Just inside the late Pliny Freeman’s 180-year-old barn in Old Sturbridge Village, I recently watched a gray-haired gentleman eyeing with evident disgust a bucket of wormy apples freshly picked from the Freeman Farm’s cider orchard. “Why don’t you spray your trees?” he asked a grimy youth who wore the garb of a New England farmer of 1830 and who helps work the Freeman Farm as if it still were 1830. “We can’t spray the trees,” explained the young man. “It wouldn’t be authentic. They didn’t have sprays in 1830.” The visitor shook his head testily and stalked off in a mild huff.
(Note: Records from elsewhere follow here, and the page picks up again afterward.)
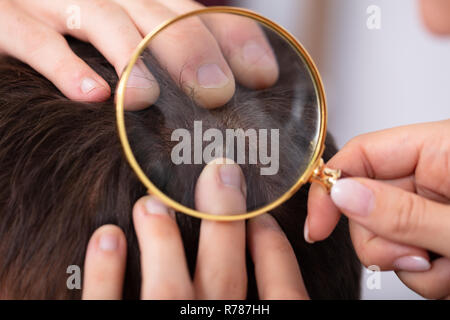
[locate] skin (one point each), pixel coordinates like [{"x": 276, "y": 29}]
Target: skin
[
  {"x": 220, "y": 270},
  {"x": 405, "y": 170},
  {"x": 226, "y": 49}
]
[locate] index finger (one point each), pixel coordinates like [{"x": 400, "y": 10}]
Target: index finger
[{"x": 390, "y": 154}]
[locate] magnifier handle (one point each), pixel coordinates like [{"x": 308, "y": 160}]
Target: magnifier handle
[{"x": 327, "y": 177}]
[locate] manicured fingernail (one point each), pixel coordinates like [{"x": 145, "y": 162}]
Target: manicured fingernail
[
  {"x": 108, "y": 242},
  {"x": 154, "y": 206},
  {"x": 306, "y": 233},
  {"x": 230, "y": 175},
  {"x": 255, "y": 54},
  {"x": 210, "y": 76},
  {"x": 268, "y": 221},
  {"x": 140, "y": 78},
  {"x": 412, "y": 263},
  {"x": 352, "y": 197},
  {"x": 88, "y": 84}
]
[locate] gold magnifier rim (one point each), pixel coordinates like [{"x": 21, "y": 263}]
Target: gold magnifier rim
[{"x": 314, "y": 73}]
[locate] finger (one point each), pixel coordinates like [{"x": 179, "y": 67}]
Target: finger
[
  {"x": 387, "y": 255},
  {"x": 221, "y": 266},
  {"x": 243, "y": 43},
  {"x": 104, "y": 266},
  {"x": 47, "y": 52},
  {"x": 188, "y": 51},
  {"x": 277, "y": 272},
  {"x": 165, "y": 273},
  {"x": 107, "y": 27},
  {"x": 323, "y": 216},
  {"x": 432, "y": 284},
  {"x": 394, "y": 214}
]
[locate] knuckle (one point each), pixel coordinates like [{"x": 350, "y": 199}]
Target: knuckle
[
  {"x": 168, "y": 290},
  {"x": 164, "y": 228}
]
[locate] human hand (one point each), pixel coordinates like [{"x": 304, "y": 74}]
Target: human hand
[
  {"x": 205, "y": 55},
  {"x": 221, "y": 261},
  {"x": 400, "y": 207}
]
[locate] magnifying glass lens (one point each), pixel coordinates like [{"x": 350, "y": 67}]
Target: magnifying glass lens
[{"x": 223, "y": 86}]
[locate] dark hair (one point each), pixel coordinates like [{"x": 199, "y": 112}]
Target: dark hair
[{"x": 63, "y": 174}]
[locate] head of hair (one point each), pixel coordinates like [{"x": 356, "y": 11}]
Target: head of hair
[{"x": 63, "y": 174}]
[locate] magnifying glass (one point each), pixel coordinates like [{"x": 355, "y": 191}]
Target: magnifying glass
[{"x": 276, "y": 134}]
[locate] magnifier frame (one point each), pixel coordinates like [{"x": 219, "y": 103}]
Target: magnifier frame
[{"x": 312, "y": 172}]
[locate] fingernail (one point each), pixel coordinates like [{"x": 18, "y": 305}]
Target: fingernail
[
  {"x": 412, "y": 263},
  {"x": 154, "y": 206},
  {"x": 140, "y": 78},
  {"x": 230, "y": 175},
  {"x": 108, "y": 242},
  {"x": 255, "y": 54},
  {"x": 268, "y": 221},
  {"x": 210, "y": 76},
  {"x": 306, "y": 233},
  {"x": 88, "y": 84},
  {"x": 352, "y": 197}
]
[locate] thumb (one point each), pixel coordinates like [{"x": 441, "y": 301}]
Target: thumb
[{"x": 395, "y": 214}]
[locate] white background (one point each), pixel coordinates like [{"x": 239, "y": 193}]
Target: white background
[{"x": 374, "y": 79}]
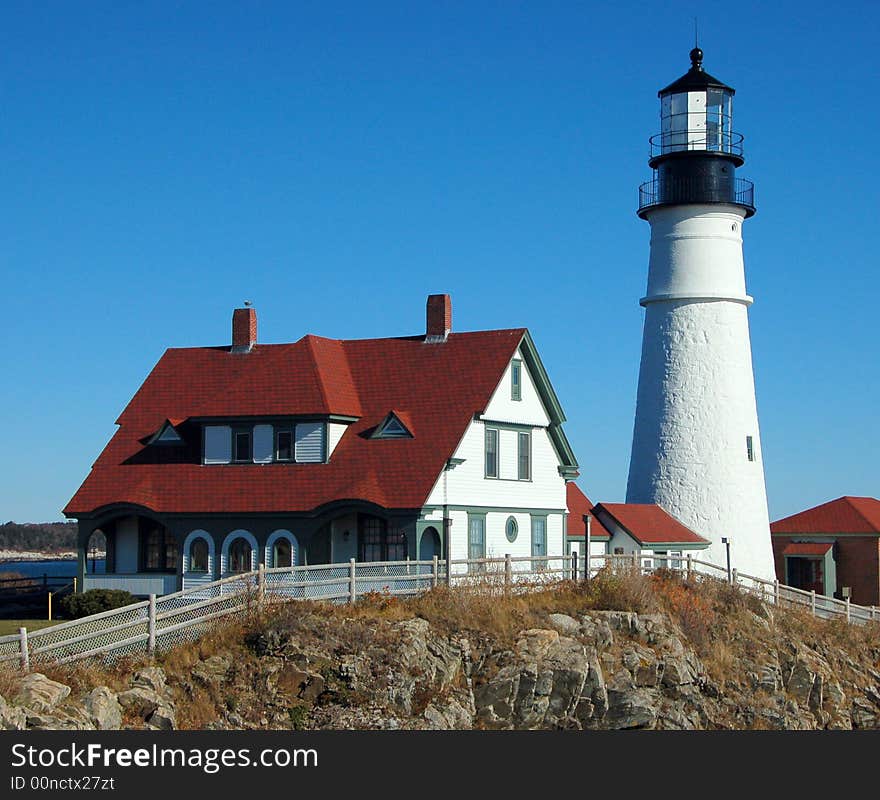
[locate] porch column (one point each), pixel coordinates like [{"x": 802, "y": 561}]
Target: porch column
[{"x": 84, "y": 533}]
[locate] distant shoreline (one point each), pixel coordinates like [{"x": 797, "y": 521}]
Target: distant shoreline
[{"x": 36, "y": 555}]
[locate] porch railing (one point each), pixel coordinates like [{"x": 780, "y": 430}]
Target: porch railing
[{"x": 164, "y": 621}]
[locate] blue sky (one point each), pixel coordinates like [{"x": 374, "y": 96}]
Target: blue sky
[{"x": 336, "y": 163}]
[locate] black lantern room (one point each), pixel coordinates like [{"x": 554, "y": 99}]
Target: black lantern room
[{"x": 696, "y": 153}]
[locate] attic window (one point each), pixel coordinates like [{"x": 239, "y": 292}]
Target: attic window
[
  {"x": 516, "y": 380},
  {"x": 167, "y": 434},
  {"x": 392, "y": 428}
]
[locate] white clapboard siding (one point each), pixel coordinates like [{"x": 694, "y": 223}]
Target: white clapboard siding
[
  {"x": 310, "y": 442},
  {"x": 263, "y": 444},
  {"x": 218, "y": 444}
]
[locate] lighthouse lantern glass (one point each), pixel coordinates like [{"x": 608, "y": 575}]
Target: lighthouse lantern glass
[{"x": 699, "y": 120}]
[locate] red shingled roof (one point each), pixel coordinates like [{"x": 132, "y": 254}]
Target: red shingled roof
[
  {"x": 355, "y": 378},
  {"x": 807, "y": 548},
  {"x": 844, "y": 515},
  {"x": 650, "y": 524},
  {"x": 578, "y": 505}
]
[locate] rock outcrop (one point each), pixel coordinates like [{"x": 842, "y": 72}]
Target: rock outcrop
[{"x": 596, "y": 670}]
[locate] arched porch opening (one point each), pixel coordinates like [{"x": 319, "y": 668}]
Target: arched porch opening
[
  {"x": 142, "y": 554},
  {"x": 239, "y": 553},
  {"x": 199, "y": 562},
  {"x": 282, "y": 549},
  {"x": 429, "y": 544}
]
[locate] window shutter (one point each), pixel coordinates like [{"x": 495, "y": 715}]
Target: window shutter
[
  {"x": 218, "y": 444},
  {"x": 310, "y": 442},
  {"x": 263, "y": 444}
]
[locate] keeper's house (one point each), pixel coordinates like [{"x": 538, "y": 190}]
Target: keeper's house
[
  {"x": 833, "y": 549},
  {"x": 324, "y": 450}
]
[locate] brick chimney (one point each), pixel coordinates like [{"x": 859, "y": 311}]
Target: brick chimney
[
  {"x": 244, "y": 329},
  {"x": 439, "y": 317}
]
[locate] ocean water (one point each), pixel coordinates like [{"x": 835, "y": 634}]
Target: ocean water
[{"x": 57, "y": 568}]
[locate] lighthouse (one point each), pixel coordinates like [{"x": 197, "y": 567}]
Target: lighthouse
[{"x": 696, "y": 446}]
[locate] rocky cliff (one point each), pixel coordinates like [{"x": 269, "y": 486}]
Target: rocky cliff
[{"x": 727, "y": 661}]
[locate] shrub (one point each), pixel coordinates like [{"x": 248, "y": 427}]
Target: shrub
[
  {"x": 622, "y": 589},
  {"x": 94, "y": 601}
]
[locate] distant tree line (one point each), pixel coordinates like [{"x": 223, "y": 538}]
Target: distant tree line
[{"x": 41, "y": 536}]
A past with wormy apples was plainly no place for him.

Fortunately most of Sturbridge’s half-million annual visitors disagree with the testy gentleman, because putting worms back in apples is the very essence of Old Sturbridge Village, which a recent annual report describes with characteristic Sturbridge precision as “a nearly full-scale model of a typical small community of south-central New England about the year 1830. ” It is a “model” in the sense that it is neither the restoration nor the reconstruction of any particular historical town. It is not, for example, what Sturbridge, Massachusetts, looked like one hundred and fifty years ago. As a model the operative word is typical, and the typical is what the Sturbridge staff seeks to discover and then to re-create. It is “nearly full-scale” in the sense that the Village is somewhat smaller than that of a typical small township of its time and place.

Discrepancies such is this acutely distress the Village staff. It upsets Jack Larkin, research historian of the Village, for example, that the dusty roads leading from the village proper to the model countryside are not more deeply rutted; that a 1704 house on the common is too old and mean to have survived on a New England village green into the prosperous 183Os; that droves of cattle and herds of pigs are not forever galumphing through town; and that there isn’t more junk and debris piled up in Village yards.
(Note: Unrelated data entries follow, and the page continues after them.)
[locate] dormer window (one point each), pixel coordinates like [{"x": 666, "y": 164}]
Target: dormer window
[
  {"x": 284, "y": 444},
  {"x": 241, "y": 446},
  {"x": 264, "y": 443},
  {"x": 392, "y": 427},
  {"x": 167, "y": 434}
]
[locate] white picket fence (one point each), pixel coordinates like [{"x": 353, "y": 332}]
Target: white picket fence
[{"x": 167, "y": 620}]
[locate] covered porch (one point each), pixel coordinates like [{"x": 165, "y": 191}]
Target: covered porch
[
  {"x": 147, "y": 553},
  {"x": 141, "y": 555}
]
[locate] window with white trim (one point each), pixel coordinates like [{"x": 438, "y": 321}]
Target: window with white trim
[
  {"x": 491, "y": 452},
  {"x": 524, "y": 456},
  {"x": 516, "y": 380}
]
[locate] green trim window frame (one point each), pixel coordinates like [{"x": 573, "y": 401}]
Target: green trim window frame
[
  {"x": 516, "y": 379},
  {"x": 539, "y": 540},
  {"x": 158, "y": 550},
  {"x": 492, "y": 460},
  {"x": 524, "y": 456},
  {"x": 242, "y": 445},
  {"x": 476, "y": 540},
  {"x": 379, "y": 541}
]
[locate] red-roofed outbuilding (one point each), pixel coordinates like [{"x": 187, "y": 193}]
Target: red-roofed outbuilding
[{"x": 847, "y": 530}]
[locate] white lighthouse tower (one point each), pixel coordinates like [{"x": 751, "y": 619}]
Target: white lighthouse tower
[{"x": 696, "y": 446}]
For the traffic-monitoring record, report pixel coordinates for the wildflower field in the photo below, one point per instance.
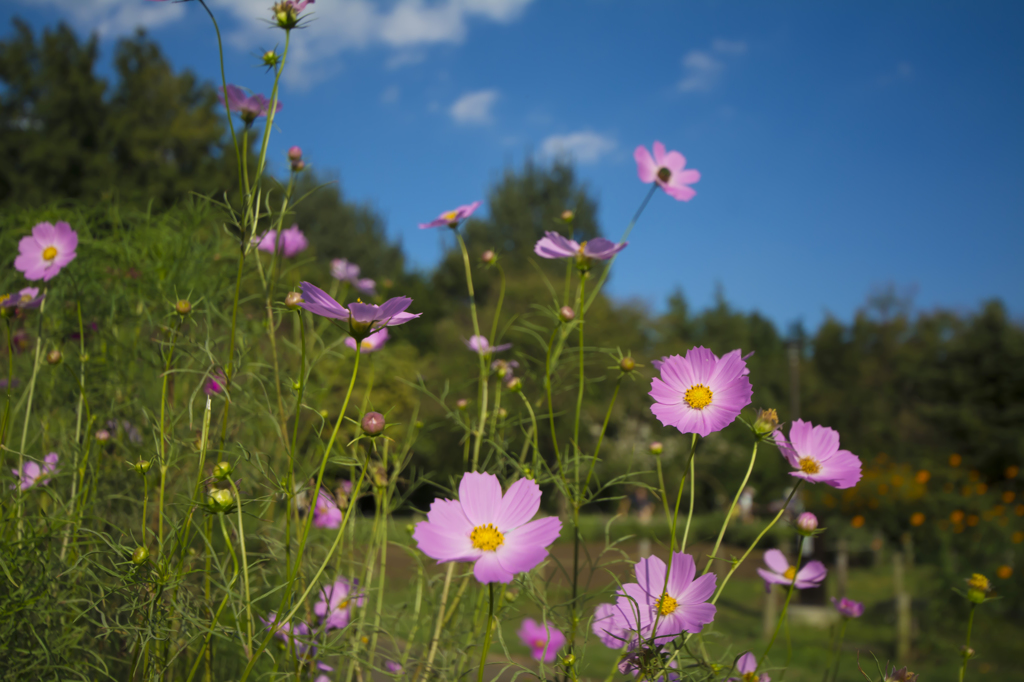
(243, 441)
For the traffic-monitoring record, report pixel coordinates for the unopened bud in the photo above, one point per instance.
(222, 470)
(373, 423)
(139, 556)
(807, 522)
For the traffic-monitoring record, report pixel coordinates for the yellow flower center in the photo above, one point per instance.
(809, 465)
(486, 538)
(698, 396)
(667, 604)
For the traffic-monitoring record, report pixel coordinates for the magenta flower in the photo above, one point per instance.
(292, 241)
(364, 318)
(493, 530)
(848, 607)
(33, 474)
(544, 641)
(665, 609)
(326, 512)
(479, 344)
(249, 108)
(553, 245)
(667, 169)
(699, 393)
(452, 218)
(747, 666)
(343, 270)
(780, 572)
(372, 343)
(44, 253)
(334, 608)
(814, 452)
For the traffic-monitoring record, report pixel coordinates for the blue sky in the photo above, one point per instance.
(844, 146)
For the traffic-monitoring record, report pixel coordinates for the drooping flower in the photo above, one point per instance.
(337, 600)
(44, 253)
(848, 607)
(699, 393)
(343, 270)
(668, 170)
(364, 318)
(481, 345)
(665, 609)
(813, 452)
(553, 245)
(780, 572)
(249, 108)
(452, 218)
(370, 344)
(543, 640)
(34, 474)
(326, 511)
(747, 666)
(292, 241)
(493, 530)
The Sturbridge passion for authenticity reaches out in all directions. It even has its biological side, which came into being about a dozen years ago when the Village staff decided to transform the Freeman Farmstead into a forty-acre, working agricultural enterprise, complete with appropriate livestock. That posed a serious problem. Stocking an 183Os farm with well-bred modern poultry and cattle was clearly an offense to veracity. The solution was “back-breeding,” a slightly comical venture in realism that consists of putting back into livestock the undesirable traits that scientific farmers have been breeding out of them for two centuries and more. By crossing the Speckled Sussex, the Silver-Gray Dorking, and the Dominique breeds of poultry, the agricultural curators at Sturbridge have reproduced the “dunghill fowl” of 1830, which aren’t meaty and don’t lay many eggs but which scratch around the Village in all their scrawny, ill-favored authenticity. By crossing Durham and Devon breeds of cattle, they have simulated the “common cattle” of the early nineteenth century, which are distinguished by their niggardly production of milk, making them fit companions for the Sturbridge sheep, which produce niggardly amounts of wool.
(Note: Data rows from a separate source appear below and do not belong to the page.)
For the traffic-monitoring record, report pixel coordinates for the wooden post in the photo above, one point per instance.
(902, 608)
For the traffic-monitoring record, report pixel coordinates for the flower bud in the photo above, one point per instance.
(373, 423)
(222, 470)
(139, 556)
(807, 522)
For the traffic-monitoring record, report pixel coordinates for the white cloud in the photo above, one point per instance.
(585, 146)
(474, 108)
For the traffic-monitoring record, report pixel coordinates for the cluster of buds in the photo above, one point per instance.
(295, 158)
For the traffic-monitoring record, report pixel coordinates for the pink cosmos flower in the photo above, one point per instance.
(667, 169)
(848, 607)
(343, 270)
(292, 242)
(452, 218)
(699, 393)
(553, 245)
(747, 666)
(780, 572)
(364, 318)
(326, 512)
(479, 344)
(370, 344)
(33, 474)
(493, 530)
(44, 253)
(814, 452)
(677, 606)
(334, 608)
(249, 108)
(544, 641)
The endless search for authenticity has its experimental side; the Village staff learns by trial and error how farmers of 1830 actually held a sickle (farm records show that the original Pliny Freeman was twice the farmer his re-creators are); how potters fired their kilns; and what kinds of wood were used. Other researchers pore over the written word—old bills of lading, deeds, wills, court records, handbills, inventories, moldy letters, and crumbling diaries—for every speck of information about how New Englanders lived, worked, played, dressed, and spoke in the years between the end of the American Revolution and the coming of the Industrial Revolution. What did the typical housewife of the period do about ants? She scattered tansy leaves on the kitchen floor, and so do the costumed housekeepers in the furnished homes of the Village. What did New England’s ex-Englishmen call the traditional village green in the post-Revolutionary years? They began calling it “the common,” and so did the Village, beginning in 1973 after that odd fact was discovered. Where did they locate the stock and pillory? Nowhere, more than likely. By the 179Os these devices had become relics of the colonial and theocratic past. They were removed from the Village (to the regret of the young) in the late 1960s.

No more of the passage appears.